On 1/29/2022 11:34 AM, Ben Bacarisse wrote:
> Richard Damon <Richard@Damon-Family.org> writes:
>
>> And the 'actual behavior of its actual inputs' is DEFINED to be what
>> the computation the input actually does when run as an independent
>> machine, or what a UTM will do when simulating that input.
>>
>> If that isn't the meaning you are using, then you are just lying that
>> you are working on the halting problem, which is what seems to be the
>> case. (That you are lying that is).
>
> It is certainly true that PO is not addressing the halting problem. He
> has been 100% clear that false is, in his "opinion", the correct result
> for at least one halting computation. This is not in dispute (unless
> he's retracted that and I missed it).
>

The following simplifies the syntax for the definition of the Linz
Turing machine Ĥ, it is now a single machine with a single start state.
A copy of Linz H is embedded at Ĥ.qx.

Ĥ.q0 ⟨Ĥ⟩ ⊢* Ĥ.qx ⟨Ĥ⟩ ⟨Ĥ⟩ ⊢* Ĥ.qy ∞
Ĥ.q0 ⟨Ĥ⟩ ⊢* Ĥ.qx ⟨Ĥ⟩ ⟨Ĥ⟩ ⊢* Ĥ.qn

There are no finite number of steps of the pure simulation of ⟨Ĥ⟩
applied to ⟨Ĥ⟩ by embedded_H such that this simulated input meets the
Linz definition of halting:

computation that halts … the Turing machine will halt whenever it enters
a final state. (Linz:1990:234)

Therefore it is correct to say that the input to embedded_H specifies a
sequence of configurations that never halts.
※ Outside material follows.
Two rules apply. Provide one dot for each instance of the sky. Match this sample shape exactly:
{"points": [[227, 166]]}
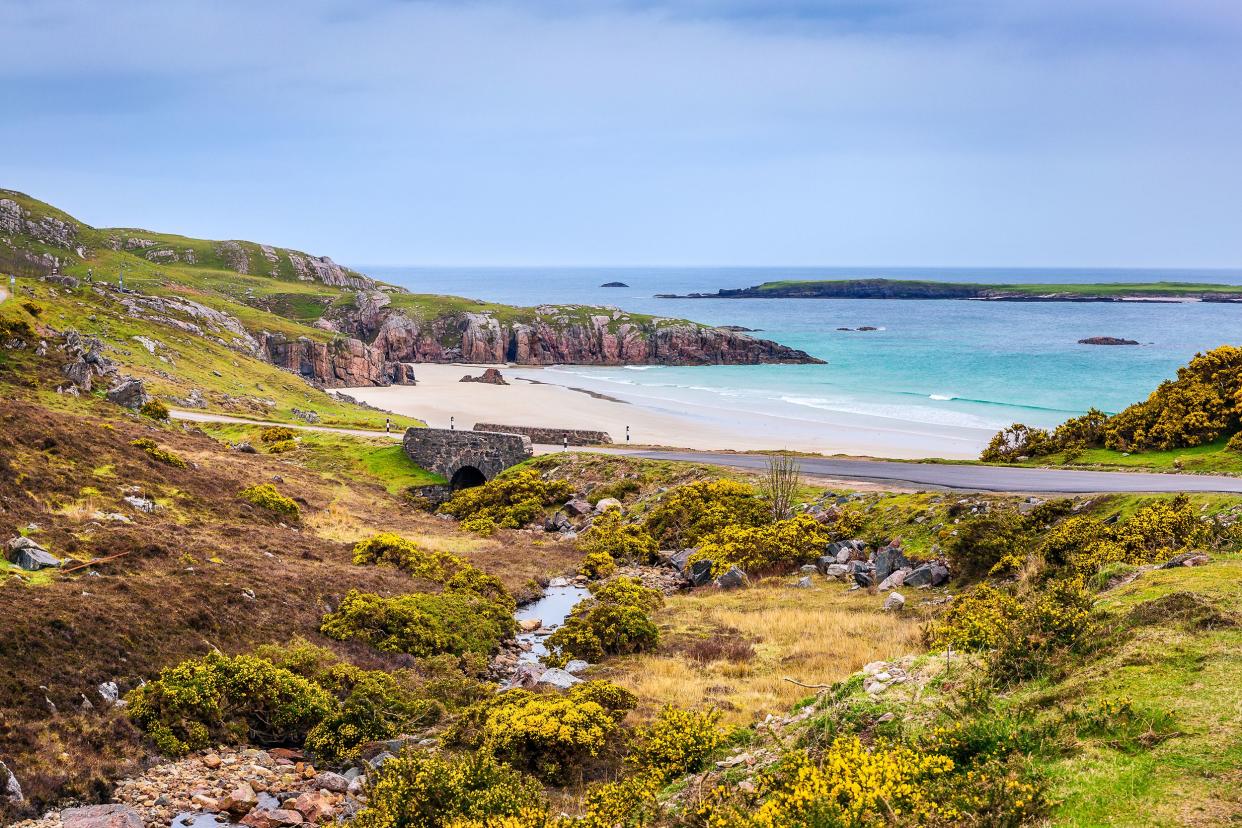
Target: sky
{"points": [[1026, 133]]}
https://www.researchgate.net/publication/358009319_Halting_problem_undecidability_and_infinitely_nested_simulation_V3

> To you and I, this means that he's not working on the halting problem,
> but I am not sure you can say he is lying about that. For one thing,
> how can he be intending to deceive (a core part of lying) when he's been
> clear the he accepts the wrong answer as being the right one? If
> someone claims to be working on "the addition problem", and also claims
> that 2+2=5 is correct, it's hard to consider either claim to be a lie.
> The person is just deeply confused.
>
> But what sort of confused can explain this nonsense? I think the answer
> lies in PO's background. The "binary square root" function is not
> computable as far as a mathematician is concerned because no TM can halt
> with, say, sqrt(0b10) on the tape. But to an engineer, the function
> poses no problem because we can get as close as we like. If
> 0b1.01101010000 is not good enough, just add more digits.
>
> The point is I think PO does not know what a formal, mathematical
> problem really is. To him, anything about code, machines or programs is
> about solving an engineering problem "well enough" -- with "well enough"
> open to be defined by PO himself.
>
> More disturbing to me is that he is not even talking about Turing
> machines, again as evidenced by his own plain words. It is not in
> dispute that he claims that two (deterministic) TMs, one an identical
> copy of the other, can transition to different states despite both being
> presented with identical input. These are not Turing machines but Magic
> machines, and I can't see how any discussion can be had while the action
> of the things being considered is not a simple function of the input and
> the state transition graph.
>

H and embedded_H are not identical, one has an infinite loop appended to
its accept state.

I will not tolerate digression into this side issue until after mutual
agreement is achieved on the first point. Until then these side issues
are no more than a dishonest dodge distraction away from the main point.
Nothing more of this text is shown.